The wall extended in either direction as far as he could see. It seemed to curve away on both sides, although trees grew right up against it. He wondered in which direction to go, if there might be a way out of this place besides back the way he’d come.

He wanted to call out to Lewyn again, but held back for fear of giving away his position. Dekür heard the straw men off to his left, and that made up his mind for him: He went to the right as quickly as possible, pressed against the wall for support.
 

Soon his left hand and sleeve were soaked with cold moisture from the wall. Dekür held the sleeve to his head. Drops of icy water drizzled from it down his face and neck. He closed his eyes and groaned, then he wiped his palm along the wall and rubbed it over his face. He wondered if he had a fever because of his ankle.

He maneuvered around the trees that grew too close by the wall for him to thread between them. The wall must be old for the forest to have grown in on it, yet there were no vines on the black stones and no apparent fault or places where old stones had collapsed. Almost, thought Dekür, as if it had erupted out of the ground that morning. He wondered who had built it, what it might hide. Of the ancient and now united tribes, not one had the capabilities to raise such a wall. Not one. His own city, Atlarma, had taken twenty years to finish, and its defensive wall was dwarfed by this.

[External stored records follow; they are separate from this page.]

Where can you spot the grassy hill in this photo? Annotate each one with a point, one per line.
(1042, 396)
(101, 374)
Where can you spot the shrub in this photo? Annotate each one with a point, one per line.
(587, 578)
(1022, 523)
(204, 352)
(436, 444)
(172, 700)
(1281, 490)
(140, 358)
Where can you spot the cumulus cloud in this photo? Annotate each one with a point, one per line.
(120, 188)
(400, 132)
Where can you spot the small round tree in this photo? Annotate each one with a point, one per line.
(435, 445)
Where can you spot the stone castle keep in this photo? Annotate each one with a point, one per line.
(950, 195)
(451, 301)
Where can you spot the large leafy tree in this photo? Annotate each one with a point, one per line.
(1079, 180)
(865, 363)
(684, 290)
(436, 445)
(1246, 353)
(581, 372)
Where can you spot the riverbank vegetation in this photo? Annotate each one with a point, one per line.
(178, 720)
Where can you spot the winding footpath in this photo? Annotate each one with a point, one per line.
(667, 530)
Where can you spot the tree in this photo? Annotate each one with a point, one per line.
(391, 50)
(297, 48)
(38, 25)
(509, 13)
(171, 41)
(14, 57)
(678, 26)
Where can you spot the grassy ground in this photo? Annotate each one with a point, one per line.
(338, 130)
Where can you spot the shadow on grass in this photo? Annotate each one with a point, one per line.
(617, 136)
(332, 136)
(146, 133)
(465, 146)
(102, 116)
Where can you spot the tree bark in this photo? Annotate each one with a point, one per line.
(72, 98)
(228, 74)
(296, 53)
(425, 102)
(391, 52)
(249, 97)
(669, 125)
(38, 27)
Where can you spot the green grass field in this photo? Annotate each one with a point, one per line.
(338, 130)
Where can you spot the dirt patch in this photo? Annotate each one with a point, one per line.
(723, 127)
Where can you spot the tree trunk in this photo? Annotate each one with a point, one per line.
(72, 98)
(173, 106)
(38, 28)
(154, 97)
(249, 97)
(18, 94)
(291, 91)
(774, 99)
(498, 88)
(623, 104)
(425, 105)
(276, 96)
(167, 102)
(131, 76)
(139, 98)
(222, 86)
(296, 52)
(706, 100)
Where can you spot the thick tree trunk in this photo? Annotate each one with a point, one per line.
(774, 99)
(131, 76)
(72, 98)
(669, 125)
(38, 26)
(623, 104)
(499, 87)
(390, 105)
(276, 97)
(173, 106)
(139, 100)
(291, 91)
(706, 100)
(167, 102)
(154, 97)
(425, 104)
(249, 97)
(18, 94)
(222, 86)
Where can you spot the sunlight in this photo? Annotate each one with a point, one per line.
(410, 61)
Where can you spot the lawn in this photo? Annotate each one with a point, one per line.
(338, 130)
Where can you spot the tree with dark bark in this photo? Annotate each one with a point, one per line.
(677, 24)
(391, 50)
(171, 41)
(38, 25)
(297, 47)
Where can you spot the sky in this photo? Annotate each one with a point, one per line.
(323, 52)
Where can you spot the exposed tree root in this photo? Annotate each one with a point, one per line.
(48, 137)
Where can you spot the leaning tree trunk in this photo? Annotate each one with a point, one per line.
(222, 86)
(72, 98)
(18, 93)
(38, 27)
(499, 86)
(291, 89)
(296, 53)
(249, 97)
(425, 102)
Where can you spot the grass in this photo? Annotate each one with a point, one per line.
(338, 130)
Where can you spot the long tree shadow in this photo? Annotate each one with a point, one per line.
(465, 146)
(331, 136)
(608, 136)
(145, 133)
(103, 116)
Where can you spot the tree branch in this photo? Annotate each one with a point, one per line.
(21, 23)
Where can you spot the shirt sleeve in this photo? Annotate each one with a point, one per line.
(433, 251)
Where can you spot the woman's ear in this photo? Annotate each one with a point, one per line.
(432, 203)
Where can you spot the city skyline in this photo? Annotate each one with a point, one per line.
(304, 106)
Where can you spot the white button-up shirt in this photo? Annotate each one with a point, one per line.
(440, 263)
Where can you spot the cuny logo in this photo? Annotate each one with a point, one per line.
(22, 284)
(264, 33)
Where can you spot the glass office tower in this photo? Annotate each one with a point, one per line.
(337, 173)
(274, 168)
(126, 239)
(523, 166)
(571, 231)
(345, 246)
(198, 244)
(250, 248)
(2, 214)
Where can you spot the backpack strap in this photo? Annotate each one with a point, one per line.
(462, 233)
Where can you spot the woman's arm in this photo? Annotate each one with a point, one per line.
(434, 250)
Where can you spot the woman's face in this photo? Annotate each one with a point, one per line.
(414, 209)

The forest, the straw men, and now this black wall—the awesomeness of the power that had created these things terrified Dekür. He wanted to flee from this place, to run to the nearest town and take comfort among normal surroundings and people whose greatest concern was gathering enough wood for a cold night’s fire. He did not want to know any more about this wall or what lay behind it. He just wanted his daughter back. And he was nearing exhaustion.

He leaned his whole weight against the wall as he edged along, hoping to conserve what strength he had left. He was trusting it so much for his support that, when it abruptly ended he nearly pitched headlong into the opening.

An enormous arch some twenty feet across enclosed him. Above, a gargoyle face glared down, its jaws opened wide and its tongue stuck out at him. He could almost smell its rancid breath. Beyond the arch, the ground sloped up gently. At the top of the rise stood a titanic black castle. Its towers spiraled into spikes that recalled the helmets of the straw men. They reminded Dekür of antlers atop some squatting dark demon—a bestial horned god waiting to suck the marrow from his bones. Dekür hobbled back a step.

Then he saw Lewyn.

She stood on the edge of the rise, in front of the castle. Behind her was a second figure, much larger, taller, wearing an unnaturally bright white robe with a cowl that hid the figure’s identity. Both of them waited for him.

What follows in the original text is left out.